Strategies for the IELTS Speaking Test
The speaking test is an opportunity to shine. This article looks at Part 1, Part 2 and Part 3 of the IELTS speaking test, the marking criteria and strategies for success.
The golden rule is to make your answers interesting! Some students consider making up answers, however I advocate telling the truth for two reasons. Firstly, it gives you more to say and you can speak in more detail. Secondly, listeners respond well to authenticity. Unfortunately, it is a test so grammar counts. If you notice that you have made a mistake, correct yourself. Just like in conversations in real life, if the topic is juicy, we can forgive small mistakes. Speak loud and clear, speak with passion and emphasise the most important points.
The first part about daily topics is for you to ease into the test and for the examiner to get to know a little about you. Whatever you do, don’t answer ‘yes’ or ‘no’. Speak in full sentences and expand your answers. For example, if the examiner gives you a question about your work, respond to the invitation to talk about yourself in full. Better that the examiner stops you speaking than you run out of things to say.
The second part is challenging because you need to speak for two minutes straight about a given topic. The task card gives you the topic and WWWWWH questions to answer. Use the one minute of preparation time wisely. Practice brainstorming and making notes in bullet point form. Pay attention to the tense (past, present or future). The simplest way to organise the ideas is by answering the questions on the task card in order. Planning makes your answer more coherent, in other words, more logical, which scores points. Avoid memorising answers to common topics. Rather, prepare to speak about anything, tell stories, give examples, and bonus if you can make the examiner laugh!
Practice answering the question with a friend or teacher and time yourself. Find examples of topics here.
The third part gives you discussion questions, usually based on the same topic as part 2. One strategy (from the comprehensive National Geographic Complete Guide to IELTS book) is called PREP. This stands for make a POINT, give a REASON, give an EXAMPLE, and restate your POINT. Participate in discussions on different topics as much as possible. Read about current affairs to make your answers relevant and show that you are socially and politically conscious (reading the news gives good ideas for writing too). Some formal phrases to include:
One reason is that… Another reason is that…
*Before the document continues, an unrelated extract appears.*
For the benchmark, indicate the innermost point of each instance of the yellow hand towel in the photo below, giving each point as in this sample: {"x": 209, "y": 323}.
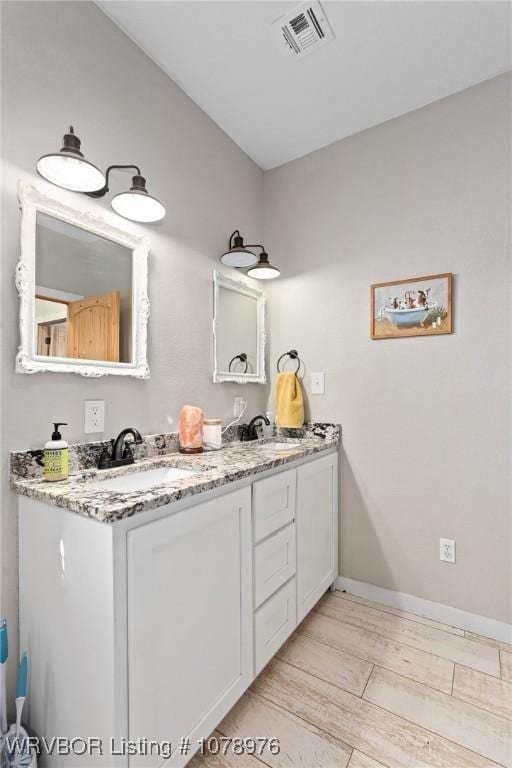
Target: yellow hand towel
{"x": 289, "y": 405}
There’s a big difference between … and …
If we compare … and …
I definitely agree that…
To give you an example…
To some extent that’s true, however…
One advantage is … but the problem is…
One disadvantage of… is that…
Speaking test criteria
Many students are surprised by the friendliness of the examiners, in contrast to their scores! The examiners are professional and follow strict marking criteria on the following areas. Fluency and coherence refer to your ability to express yourself without hesitation, in a logical way. Lexical resource refers to vocabulary, which includes informal spoken English such as phrasal verbs and ‘expensive words’ that demonstrate high-level English. Grammatical range and accuracy refer to your ability to use tenses appropriately, and to correct yourself on small issues such as singular/plural, subject/verb agreement, countable/uncountable nouns. Pronunciation refers not only to use of particular words, but also to the natural rhythm of the language
Here are some tips from the British Council. Check out their resources about the speaking test.
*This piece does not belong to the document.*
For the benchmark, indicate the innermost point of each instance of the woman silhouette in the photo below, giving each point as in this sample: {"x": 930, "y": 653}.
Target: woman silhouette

- Relax and speak naturally.
- Practice with a friend or teacher.
- Try to speak fluently and be spontaneous.
- Expand your answers as much as you can, do not wait for the examiner to prompt you.
- If you need to, feel free to ask the examiner to clarify the question.
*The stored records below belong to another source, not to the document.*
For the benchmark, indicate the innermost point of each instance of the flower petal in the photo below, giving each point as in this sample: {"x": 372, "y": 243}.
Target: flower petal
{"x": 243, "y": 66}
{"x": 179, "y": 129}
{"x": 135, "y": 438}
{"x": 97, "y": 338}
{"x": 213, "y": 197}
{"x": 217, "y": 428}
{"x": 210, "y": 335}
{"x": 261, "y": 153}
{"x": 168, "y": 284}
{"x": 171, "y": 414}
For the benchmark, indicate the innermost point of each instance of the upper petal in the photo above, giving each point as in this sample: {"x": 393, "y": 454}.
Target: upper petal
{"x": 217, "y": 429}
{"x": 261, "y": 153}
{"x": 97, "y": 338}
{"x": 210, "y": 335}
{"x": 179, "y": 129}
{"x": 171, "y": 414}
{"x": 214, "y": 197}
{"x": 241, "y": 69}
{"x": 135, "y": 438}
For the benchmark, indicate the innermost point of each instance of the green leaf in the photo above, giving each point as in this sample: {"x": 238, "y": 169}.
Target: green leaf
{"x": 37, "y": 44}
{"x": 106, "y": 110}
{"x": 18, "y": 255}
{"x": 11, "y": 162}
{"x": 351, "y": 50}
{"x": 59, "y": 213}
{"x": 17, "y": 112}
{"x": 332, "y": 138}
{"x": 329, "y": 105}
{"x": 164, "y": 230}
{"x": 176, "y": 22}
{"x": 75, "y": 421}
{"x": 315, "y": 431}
- Practise common topics but do not memorise answers.
- Express your opinions clearly and effectively.
This article looked at strategies for Part 1, Part 2 and Part 3 of the speaking test, and the marking criteria that examiners use.
Some final points
Show off your best language and vocabulary. Slow down to avoid silly mistakes. Listening is the best way to improve pronunciation. Immerse yourself in podcasts, Ted talks, TV series and movies, music and you’ll naturally improve your pronunciation. Take three deep breaths before you begin. Make eye contact. Consider your body language to enhance your confidence (check out this talk about power posing). Trust yourself, diligent preparation for the reading and listening gives you plenty of vocabulary and grammar to ace the speaking test too.